Contributing to the Quattor Web Site

Written
29 March 2014
Updated
16 March 2016
Author
Michel Jouvin

This page gives advices and best practices for contributing to the Quattor web site.

Introduction

The Quattor web site is hosted on GitHub, using the GitHub Pages service, and is the main source of information about Quattor.

GitHub Pages uses Jekyll, a framework to build blog-aware web sites. Pages are written in GitHub Flavored Markdown and stored in the quattor.github.com repository on GitHub.

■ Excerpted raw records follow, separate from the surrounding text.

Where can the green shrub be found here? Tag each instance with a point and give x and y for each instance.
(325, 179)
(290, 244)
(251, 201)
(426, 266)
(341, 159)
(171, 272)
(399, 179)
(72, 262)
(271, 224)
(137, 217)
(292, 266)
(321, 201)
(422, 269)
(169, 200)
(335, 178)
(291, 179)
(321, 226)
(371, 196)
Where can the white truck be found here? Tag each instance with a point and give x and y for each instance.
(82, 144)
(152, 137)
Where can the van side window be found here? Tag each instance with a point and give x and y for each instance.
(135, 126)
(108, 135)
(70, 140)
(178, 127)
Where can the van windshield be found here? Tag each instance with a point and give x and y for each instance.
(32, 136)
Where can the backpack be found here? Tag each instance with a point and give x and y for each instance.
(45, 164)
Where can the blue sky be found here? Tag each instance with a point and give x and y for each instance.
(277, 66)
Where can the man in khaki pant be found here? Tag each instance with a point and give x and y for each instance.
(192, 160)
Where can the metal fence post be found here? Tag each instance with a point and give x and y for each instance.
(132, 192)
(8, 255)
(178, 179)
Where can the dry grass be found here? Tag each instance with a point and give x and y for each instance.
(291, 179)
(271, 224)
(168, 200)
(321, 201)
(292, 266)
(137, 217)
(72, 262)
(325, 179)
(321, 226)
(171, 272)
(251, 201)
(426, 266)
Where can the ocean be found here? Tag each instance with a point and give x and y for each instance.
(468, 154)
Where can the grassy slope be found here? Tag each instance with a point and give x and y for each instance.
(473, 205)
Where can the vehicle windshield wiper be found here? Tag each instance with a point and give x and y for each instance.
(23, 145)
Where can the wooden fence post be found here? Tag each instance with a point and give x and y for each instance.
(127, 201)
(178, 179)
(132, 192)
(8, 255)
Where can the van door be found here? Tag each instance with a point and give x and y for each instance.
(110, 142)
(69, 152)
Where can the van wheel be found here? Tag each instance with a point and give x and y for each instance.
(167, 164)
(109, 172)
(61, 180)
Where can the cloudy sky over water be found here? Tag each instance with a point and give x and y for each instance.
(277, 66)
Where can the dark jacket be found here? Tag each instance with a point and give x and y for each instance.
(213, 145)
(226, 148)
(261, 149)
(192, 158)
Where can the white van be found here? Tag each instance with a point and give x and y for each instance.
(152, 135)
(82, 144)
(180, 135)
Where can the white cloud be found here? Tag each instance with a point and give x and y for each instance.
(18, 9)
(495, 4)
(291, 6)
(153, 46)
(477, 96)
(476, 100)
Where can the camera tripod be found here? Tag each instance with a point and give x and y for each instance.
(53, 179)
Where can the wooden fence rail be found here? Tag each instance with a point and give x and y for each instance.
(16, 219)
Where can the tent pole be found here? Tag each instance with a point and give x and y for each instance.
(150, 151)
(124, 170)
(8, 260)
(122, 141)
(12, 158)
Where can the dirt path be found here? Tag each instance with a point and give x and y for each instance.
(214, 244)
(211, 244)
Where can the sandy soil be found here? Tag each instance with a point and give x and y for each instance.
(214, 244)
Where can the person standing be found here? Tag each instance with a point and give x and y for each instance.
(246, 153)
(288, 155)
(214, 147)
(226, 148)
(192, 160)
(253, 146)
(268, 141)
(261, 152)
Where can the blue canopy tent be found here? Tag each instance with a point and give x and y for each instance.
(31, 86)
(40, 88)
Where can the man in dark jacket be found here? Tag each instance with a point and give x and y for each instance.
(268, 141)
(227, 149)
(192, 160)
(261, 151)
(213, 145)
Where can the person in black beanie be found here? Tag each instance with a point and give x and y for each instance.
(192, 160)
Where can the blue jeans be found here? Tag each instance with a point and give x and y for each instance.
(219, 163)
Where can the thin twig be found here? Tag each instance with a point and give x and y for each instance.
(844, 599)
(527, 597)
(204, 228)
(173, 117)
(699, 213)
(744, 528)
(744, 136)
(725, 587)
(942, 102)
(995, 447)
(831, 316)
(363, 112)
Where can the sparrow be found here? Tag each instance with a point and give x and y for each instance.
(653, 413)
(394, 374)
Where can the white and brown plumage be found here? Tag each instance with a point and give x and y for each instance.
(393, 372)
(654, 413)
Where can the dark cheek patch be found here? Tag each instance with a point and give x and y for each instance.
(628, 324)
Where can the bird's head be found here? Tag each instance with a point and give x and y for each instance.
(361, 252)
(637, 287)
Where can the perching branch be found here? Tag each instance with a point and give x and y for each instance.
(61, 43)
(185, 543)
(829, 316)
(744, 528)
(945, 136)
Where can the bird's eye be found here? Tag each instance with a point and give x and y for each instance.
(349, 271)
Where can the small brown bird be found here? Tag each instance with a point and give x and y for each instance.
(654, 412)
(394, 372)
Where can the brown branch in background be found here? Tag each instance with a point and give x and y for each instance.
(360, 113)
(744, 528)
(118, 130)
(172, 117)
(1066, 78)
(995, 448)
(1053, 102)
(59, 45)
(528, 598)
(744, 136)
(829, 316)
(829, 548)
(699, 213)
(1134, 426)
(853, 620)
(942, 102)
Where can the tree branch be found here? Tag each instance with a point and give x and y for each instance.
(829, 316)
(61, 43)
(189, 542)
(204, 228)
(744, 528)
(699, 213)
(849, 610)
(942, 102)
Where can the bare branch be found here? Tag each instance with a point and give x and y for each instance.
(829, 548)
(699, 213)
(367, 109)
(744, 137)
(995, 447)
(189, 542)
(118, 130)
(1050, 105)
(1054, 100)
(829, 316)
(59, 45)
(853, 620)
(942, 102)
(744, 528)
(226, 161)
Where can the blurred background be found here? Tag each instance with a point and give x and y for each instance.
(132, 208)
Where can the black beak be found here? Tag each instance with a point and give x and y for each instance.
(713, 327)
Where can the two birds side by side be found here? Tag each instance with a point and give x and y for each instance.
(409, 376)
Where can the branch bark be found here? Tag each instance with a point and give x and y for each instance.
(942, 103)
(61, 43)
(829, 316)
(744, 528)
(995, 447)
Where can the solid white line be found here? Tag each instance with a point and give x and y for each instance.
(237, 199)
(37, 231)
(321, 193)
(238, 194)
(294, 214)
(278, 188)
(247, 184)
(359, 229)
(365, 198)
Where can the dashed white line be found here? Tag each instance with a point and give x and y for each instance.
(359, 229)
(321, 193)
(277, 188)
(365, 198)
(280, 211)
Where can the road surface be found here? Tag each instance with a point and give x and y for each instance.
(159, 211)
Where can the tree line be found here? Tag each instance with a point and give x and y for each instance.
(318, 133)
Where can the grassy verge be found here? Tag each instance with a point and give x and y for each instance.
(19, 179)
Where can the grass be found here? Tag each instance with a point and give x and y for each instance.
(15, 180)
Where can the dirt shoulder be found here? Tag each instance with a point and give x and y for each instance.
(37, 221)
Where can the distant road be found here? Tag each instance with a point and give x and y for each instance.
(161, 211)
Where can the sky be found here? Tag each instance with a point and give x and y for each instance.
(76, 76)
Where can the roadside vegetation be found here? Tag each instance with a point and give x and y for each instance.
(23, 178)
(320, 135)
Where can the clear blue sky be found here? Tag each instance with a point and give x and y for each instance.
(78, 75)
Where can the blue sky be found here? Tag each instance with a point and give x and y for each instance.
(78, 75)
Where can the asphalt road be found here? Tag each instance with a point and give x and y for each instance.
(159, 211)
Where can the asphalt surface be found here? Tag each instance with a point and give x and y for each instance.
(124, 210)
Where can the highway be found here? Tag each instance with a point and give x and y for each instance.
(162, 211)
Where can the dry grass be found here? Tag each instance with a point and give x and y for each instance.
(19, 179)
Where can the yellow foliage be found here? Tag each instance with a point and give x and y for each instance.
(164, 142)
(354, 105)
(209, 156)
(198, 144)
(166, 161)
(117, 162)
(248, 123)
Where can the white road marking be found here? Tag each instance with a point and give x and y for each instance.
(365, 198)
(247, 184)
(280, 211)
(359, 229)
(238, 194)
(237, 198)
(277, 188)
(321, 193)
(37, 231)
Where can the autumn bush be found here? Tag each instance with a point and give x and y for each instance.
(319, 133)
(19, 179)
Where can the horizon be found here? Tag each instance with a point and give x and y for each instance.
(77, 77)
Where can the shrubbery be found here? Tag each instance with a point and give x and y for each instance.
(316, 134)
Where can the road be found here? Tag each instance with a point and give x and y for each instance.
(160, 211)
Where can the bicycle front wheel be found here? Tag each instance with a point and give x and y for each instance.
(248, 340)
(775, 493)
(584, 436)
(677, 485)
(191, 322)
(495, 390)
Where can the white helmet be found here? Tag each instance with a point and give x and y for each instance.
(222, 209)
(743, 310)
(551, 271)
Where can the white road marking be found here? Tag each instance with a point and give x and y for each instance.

Contents are added/modified to the web site by adding/modifying pages in the _posts directory of the repository master branch, using the standard pull request workflow.

A page should start with Jekyll frontmatter as shown in the following example:

---
layout: article
title: Contributing to Quattor Web Site
category: documentation
author: Michel Jouvin
---

Valid categories are news or documentation.

To contribute to the web site, the standard GitHub work-flow (clone, branch, pull request) is followed. Before opening a pull request, it is important to test your pages and ensure that they display as expected. Testing your pages is something that must be done on your development machine and this requires to have a local Jekyll installation: this cannot be tested on GitHub and just checking the rendering in the pull request is not enough as Jekyll has subtle differences with markdown used in other parts of GitHub.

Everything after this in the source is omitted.